Previous Contents Index


Chapter 2
Getting Started

Note

Before you start this chapter, be sure to read the explanation of data collections, events, thresholds, and occurrences, as well as background and foreground data collection in Chapter 1.

This chapter provides the following information:

For information about installing the HP Availability Manager on OpenVMS or Windows systems, see the HP Availability Manager Installation Instructions. You can access these instructions from the documentation link at the Availability Manager web page at the following URL:


http://www.hp.com/products/openvms/availabilitymanager 

The Installation Instructions also include an explanation of how to install and use both DECamds and the Availability Manager on the same system.

2.1 Configuring and Starting the Data Collector

Configuration tasks include defining logical names and protecting passwords. After you complete these tasks, you can start the Data Collector. The following sections describe all of these operations.

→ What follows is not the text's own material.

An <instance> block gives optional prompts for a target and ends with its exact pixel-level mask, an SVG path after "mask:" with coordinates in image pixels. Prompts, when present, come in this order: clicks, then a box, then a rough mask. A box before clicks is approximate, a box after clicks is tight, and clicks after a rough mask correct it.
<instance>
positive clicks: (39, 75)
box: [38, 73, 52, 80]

2.1.1 Defining Logical Names

OpenVMS kits for DECamds Version 7.3-2B and Availability Manager Versions 2.5 and 2.6 provide a template file that system managers can modify to define the logical names used by the Data Collector. You can copy the file SYS$MANAGER:AMDS$SYSTARTUP.TEMPLATE to SYS$MANAGER:AMDS$SYSTARTUP.COM and edit it to change the default logicals that are used to start the Data Collector and to find its configuration files.

The most common logicals, especially in a mixed-environment cluster configuration, are the ones shown in Table 2-1:

Table 2-1 Common Availability Manager Logical Names
Logical Description
AMDS$GROUP_NAME Specifies the group that this node will be associated with when it is monitored.
AMDS$DEVICE For nodes with more than one network adapter, allows you to specify which adapter the Availability Manager should use.
AMDS$RM_DEFAULT_INTERVAL The number of seconds between multicast "Hello" messages from the Data Provider to the Data Analyzer node when the Data Collector is inactive or minimally active.

The minimum value is 5. The maximum value is 300.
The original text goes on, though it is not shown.